When his short nails were no match for the cellophane wrapping, he tore the package open with his teeth, grabbed one of the random pens, and scribbled what he would have sent in a text. Then he marched back into the bathroom and stuck it right in the center of the mirror where she wouldn’t miss it.

After that, he threw on a clean T-shirt and jeans, tossed a few odds and ends into the camping pack he’d emptied straight into the washing machine, slid on his boots, and grabbed his hat. When he made it outside, his brothers already had the trailer hitched to Eli’s truck and were ready to hit the road.

He laughed as he watched Eli hop into the driver’s seat and Boone take the passenger side.

“Right,” he mused, opening the cab’s rear door. “The youngest has to sit in the back seat.”

Boone reached back and ruffled Ash’s hair like it was twenty years ago. “What…was the celebrity hoping for some sort of special treatment?”

Ash swatted his hand away and told his brother to piss off using a much more choice four-letter word. “I’ve been sleeping on a couch for over a week without complaint,” he reminded them.

Eli laughed as he put the truck in gear and began rolling away from the property. “I think I’d file the mention of the couch as a complaint, wouldn’t you, Boone?”
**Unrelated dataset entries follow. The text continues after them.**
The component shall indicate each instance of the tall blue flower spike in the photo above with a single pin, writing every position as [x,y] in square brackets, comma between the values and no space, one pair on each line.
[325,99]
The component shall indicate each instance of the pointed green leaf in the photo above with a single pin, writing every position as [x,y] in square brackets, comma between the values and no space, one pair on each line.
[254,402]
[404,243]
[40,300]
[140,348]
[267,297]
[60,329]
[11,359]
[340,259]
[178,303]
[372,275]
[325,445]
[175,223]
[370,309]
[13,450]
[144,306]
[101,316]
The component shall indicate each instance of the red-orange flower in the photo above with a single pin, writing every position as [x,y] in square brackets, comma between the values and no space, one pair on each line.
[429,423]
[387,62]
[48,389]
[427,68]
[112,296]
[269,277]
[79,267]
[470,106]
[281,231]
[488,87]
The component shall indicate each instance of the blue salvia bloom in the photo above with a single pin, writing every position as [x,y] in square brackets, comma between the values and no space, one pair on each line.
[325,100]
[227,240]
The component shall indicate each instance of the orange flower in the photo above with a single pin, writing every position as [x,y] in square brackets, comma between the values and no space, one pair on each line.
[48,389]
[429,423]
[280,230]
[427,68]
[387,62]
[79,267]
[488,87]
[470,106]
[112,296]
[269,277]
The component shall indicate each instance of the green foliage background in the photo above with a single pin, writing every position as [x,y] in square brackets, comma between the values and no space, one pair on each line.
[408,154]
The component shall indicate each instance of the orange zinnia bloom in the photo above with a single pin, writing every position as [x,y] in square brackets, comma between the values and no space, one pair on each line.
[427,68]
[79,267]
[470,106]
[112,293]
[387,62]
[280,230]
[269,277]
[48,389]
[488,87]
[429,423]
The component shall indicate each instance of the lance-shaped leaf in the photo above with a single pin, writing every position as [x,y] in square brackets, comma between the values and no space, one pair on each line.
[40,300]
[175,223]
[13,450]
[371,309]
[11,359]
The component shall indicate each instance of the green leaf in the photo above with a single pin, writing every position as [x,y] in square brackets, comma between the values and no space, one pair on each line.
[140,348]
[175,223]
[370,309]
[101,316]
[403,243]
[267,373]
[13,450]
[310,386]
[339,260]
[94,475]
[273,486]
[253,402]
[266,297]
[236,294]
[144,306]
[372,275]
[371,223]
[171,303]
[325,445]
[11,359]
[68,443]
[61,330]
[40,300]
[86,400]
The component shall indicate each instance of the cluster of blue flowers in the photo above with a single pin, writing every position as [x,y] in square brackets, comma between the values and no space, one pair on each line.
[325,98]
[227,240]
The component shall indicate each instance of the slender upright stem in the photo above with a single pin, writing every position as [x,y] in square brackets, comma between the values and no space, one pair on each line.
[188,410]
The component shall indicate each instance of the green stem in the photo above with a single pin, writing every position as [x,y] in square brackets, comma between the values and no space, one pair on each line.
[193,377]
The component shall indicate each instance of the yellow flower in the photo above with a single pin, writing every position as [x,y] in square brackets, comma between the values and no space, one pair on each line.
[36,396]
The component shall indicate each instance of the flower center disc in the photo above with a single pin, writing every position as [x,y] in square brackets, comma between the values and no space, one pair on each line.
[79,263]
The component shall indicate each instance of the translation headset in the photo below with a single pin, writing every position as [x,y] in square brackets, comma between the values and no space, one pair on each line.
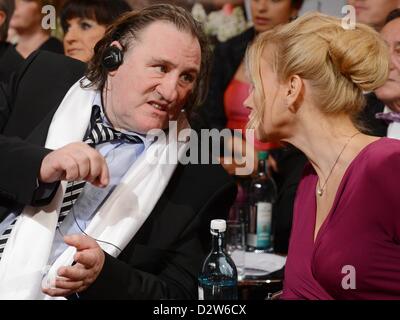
[112,58]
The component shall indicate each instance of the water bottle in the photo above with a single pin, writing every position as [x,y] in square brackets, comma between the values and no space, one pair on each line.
[218,277]
[262,195]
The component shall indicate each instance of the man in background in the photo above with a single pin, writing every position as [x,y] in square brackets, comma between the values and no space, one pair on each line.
[10,59]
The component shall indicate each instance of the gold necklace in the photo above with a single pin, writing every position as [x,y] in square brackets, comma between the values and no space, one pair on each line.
[320,190]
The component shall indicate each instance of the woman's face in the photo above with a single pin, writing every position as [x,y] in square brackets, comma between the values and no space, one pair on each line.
[267,14]
[81,36]
[27,16]
[268,108]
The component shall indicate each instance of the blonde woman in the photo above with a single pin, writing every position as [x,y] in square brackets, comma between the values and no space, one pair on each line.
[309,77]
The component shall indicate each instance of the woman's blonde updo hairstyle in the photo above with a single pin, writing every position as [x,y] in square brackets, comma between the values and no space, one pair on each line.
[340,64]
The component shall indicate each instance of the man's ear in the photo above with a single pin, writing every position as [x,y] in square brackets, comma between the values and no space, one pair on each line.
[118,45]
[293,93]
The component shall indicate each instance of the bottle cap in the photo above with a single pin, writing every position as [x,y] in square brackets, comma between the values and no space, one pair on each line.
[218,224]
[262,155]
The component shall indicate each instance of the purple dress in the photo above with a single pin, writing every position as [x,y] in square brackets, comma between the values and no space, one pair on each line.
[356,254]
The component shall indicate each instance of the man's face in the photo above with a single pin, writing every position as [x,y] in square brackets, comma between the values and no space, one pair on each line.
[152,85]
[373,12]
[390,91]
Boone shook his head. “Come on, Eli. Is that any way to treat our poor baby brother’s martyrdom? The man has been suffering.”

Ash groaned. “All right. I can see how this little trip is going to go. You two get to be assholes, and I get to take it.” But a smile tugged at his lips. Before Eli’s little family reunion, it had been years since the three Murphy brothers were in the same place, and even then it was at one of Ash’s shows, so how much did that count? Before that? Ash was pretty much a kid. And though he’d never have admitted it then, he loved when his older brothers messed with him because it made him part of their world, a world for which he was always just a little too young or a little too na?ve.

“Exactly,” Boone replied. “I’m glad you understand the group dynamic.”

They all sat in what felt like their first comfortable silence as they made their way out of their small hometown and toward the state highway. Then Eli turned on the radio, and the ribbing started all over again when they landed on a station playing none other than an Ash Murphy song.

“Nope,” he declared, leaning forward and reaching for the station presets. “Not happening,” he continued, then pressed button after button until he found an alternative rock station that had no chance of tossing one of his records on. From there on out, it didn’t matter what song blared through the speakers because in his head he started to hear it—the melody for his and Willow’s duet.

That was a good sign, right? It all was… Time with his brothers, bringing two more horses back to the ranch, and the song—no…his life —finally starting to take shape.